The new bitcoin spot ETFs have bought another $488.1 million worth of BTC on Wednesday following the near record purchase of $887 million on Tuesday.
Fidelity bought $220 billion on Wednesday, with this issuer alone buying more than half a billion dollars worth of bitcoin in the past two days.
BlackRock added $155 million, bringing it to $420 million for the past two days, while Ark Invest bought $71.4 million.
Adding to the bullishness, Grayscale saw inflows, rather than outflows, for the past two days at a combined $42 million.
This sudden shift to significant inflows is on the back of the Canadian central bank cutting interest rates by 0.25%.
The European Central Bank is also expected to cut rates later day for the first time in five years since 2019.
In addition, the dollar strength index (DXY) has dived to 103.8 from near 105 at the end of last month with major US stock indexes rising to a new all time high.
Bitcoin has not yet crossed its all time high of $74,000, rising to near $72,000 with it currently trading at just under $71,000.
The huge inflows yesterday seem to have had little effect on the price, probably due to bots playing the three months-long range.
That range trading may have added artificial new supply, suggesting that a breakout might be speedily upwards to a new level when and if it happens.
Or it keeps ranging, but we’re now in the third month since March 12th and that’s how long it usually lasts in a bull.

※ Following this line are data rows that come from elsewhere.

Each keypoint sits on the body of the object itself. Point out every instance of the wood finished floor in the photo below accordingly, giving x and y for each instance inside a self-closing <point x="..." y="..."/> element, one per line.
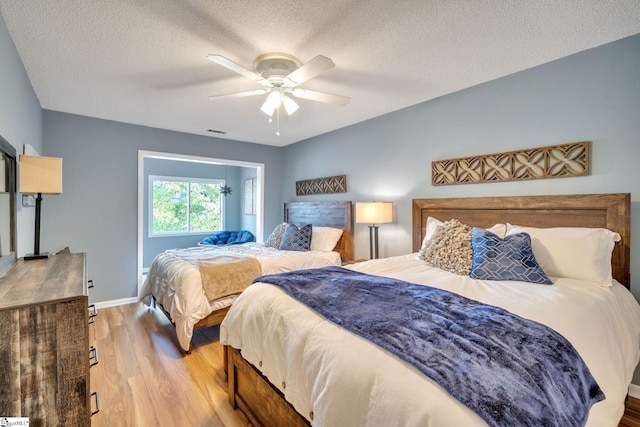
<point x="144" y="380"/>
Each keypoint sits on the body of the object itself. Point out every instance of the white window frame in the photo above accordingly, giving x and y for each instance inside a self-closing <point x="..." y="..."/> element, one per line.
<point x="189" y="180"/>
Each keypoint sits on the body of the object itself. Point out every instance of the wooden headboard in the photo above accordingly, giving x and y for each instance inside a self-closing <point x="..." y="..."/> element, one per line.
<point x="611" y="211"/>
<point x="325" y="214"/>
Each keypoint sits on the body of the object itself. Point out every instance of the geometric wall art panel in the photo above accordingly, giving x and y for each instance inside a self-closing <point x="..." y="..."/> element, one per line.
<point x="555" y="161"/>
<point x="330" y="184"/>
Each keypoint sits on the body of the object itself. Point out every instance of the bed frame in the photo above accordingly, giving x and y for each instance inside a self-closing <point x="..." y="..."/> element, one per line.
<point x="264" y="405"/>
<point x="323" y="214"/>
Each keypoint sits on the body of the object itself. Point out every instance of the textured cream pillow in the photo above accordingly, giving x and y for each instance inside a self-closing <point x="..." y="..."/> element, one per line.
<point x="275" y="238"/>
<point x="572" y="252"/>
<point x="449" y="248"/>
<point x="499" y="230"/>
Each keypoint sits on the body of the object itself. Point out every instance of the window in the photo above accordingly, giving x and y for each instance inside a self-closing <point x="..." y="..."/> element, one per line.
<point x="184" y="205"/>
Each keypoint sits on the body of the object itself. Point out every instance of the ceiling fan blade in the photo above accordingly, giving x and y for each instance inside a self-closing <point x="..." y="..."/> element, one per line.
<point x="221" y="60"/>
<point x="307" y="71"/>
<point x="313" y="95"/>
<point x="240" y="94"/>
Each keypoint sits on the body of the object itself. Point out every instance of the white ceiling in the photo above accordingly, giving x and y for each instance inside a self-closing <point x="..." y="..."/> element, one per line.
<point x="144" y="61"/>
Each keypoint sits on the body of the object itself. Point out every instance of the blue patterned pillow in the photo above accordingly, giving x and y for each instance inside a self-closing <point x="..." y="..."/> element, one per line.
<point x="510" y="258"/>
<point x="296" y="239"/>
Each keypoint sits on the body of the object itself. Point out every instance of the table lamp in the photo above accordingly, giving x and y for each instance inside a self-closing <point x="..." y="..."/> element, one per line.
<point x="374" y="213"/>
<point x="39" y="175"/>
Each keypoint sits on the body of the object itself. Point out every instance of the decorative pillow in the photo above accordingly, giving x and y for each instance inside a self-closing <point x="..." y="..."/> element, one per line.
<point x="572" y="252"/>
<point x="324" y="238"/>
<point x="275" y="238"/>
<point x="296" y="239"/>
<point x="449" y="248"/>
<point x="432" y="223"/>
<point x="510" y="258"/>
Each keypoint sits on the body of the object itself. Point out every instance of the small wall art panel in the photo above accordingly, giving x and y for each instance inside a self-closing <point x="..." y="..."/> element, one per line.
<point x="330" y="184"/>
<point x="555" y="161"/>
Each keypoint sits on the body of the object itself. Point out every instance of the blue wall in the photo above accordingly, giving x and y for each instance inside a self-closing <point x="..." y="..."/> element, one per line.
<point x="591" y="96"/>
<point x="97" y="213"/>
<point x="20" y="122"/>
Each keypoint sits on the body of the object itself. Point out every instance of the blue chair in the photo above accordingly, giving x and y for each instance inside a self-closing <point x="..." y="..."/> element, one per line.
<point x="228" y="238"/>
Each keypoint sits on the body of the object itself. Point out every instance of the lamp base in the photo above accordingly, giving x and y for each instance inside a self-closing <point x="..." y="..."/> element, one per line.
<point x="43" y="255"/>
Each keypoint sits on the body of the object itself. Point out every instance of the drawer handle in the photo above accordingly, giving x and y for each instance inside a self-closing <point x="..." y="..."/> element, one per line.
<point x="93" y="355"/>
<point x="93" y="313"/>
<point x="95" y="395"/>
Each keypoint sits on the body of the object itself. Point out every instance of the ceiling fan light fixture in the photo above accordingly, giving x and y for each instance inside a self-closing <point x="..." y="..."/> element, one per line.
<point x="290" y="105"/>
<point x="273" y="102"/>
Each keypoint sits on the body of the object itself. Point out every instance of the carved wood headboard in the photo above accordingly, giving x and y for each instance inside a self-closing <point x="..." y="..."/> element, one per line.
<point x="325" y="214"/>
<point x="611" y="211"/>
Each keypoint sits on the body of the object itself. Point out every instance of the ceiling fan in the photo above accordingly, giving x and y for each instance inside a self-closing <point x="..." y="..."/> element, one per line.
<point x="280" y="74"/>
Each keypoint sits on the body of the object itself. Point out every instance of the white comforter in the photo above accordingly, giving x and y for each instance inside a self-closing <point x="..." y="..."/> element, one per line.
<point x="336" y="378"/>
<point x="174" y="279"/>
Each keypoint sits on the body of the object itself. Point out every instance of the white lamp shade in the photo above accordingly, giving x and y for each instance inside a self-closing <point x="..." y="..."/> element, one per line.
<point x="374" y="212"/>
<point x="40" y="174"/>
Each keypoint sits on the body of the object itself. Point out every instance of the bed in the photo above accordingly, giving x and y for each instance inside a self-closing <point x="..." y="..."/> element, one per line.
<point x="175" y="283"/>
<point x="290" y="366"/>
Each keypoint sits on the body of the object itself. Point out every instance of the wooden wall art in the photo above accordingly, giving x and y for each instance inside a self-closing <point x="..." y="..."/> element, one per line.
<point x="555" y="161"/>
<point x="330" y="184"/>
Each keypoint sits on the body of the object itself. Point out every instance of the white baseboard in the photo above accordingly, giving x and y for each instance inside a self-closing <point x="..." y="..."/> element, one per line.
<point x="634" y="391"/>
<point x="115" y="302"/>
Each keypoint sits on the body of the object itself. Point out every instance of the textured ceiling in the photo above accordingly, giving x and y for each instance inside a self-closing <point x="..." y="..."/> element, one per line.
<point x="144" y="61"/>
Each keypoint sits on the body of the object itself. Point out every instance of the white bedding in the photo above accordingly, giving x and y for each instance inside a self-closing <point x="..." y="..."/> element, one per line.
<point x="174" y="279"/>
<point x="344" y="380"/>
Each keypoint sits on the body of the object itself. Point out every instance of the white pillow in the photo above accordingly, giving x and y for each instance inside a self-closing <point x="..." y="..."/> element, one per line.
<point x="324" y="238"/>
<point x="432" y="224"/>
<point x="572" y="252"/>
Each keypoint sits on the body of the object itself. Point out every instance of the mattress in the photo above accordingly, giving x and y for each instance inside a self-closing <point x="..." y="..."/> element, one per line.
<point x="175" y="281"/>
<point x="334" y="377"/>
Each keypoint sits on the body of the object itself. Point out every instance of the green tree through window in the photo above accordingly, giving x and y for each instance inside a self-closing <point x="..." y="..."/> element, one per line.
<point x="183" y="205"/>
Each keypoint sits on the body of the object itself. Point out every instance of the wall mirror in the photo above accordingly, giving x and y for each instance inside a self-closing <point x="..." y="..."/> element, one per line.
<point x="7" y="203"/>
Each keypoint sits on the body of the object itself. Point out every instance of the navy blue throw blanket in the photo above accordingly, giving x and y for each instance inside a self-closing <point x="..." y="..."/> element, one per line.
<point x="509" y="370"/>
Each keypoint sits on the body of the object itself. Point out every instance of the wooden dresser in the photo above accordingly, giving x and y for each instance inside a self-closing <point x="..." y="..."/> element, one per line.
<point x="44" y="341"/>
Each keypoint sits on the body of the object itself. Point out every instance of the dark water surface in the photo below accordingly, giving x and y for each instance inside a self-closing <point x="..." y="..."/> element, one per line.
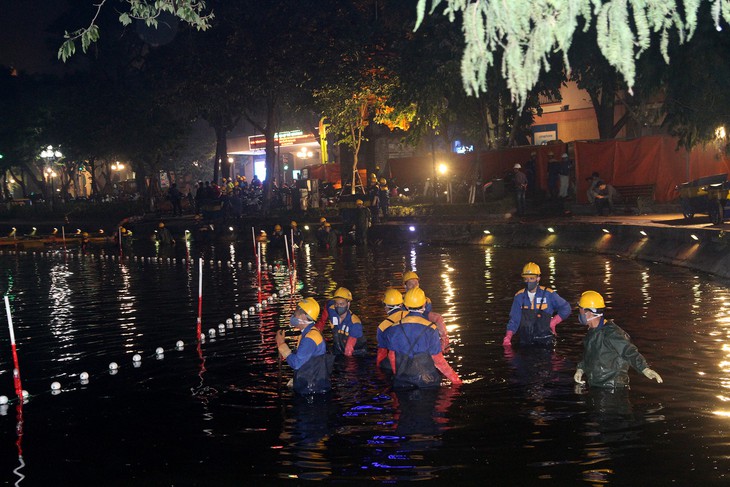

Moreover July is three months after the halving when the effects might start being felt, bringing the timeline slightly forward.
Macro is also turning favorable. The Federal Reserve Banks will ease the quantitative tightening – money burning – this month by slowing down the rate of bond selling.
That might be followed by potential rate cuts in autumn, especially as a recent dive in oil prices to $74 from near $80 might ease inflation pressures.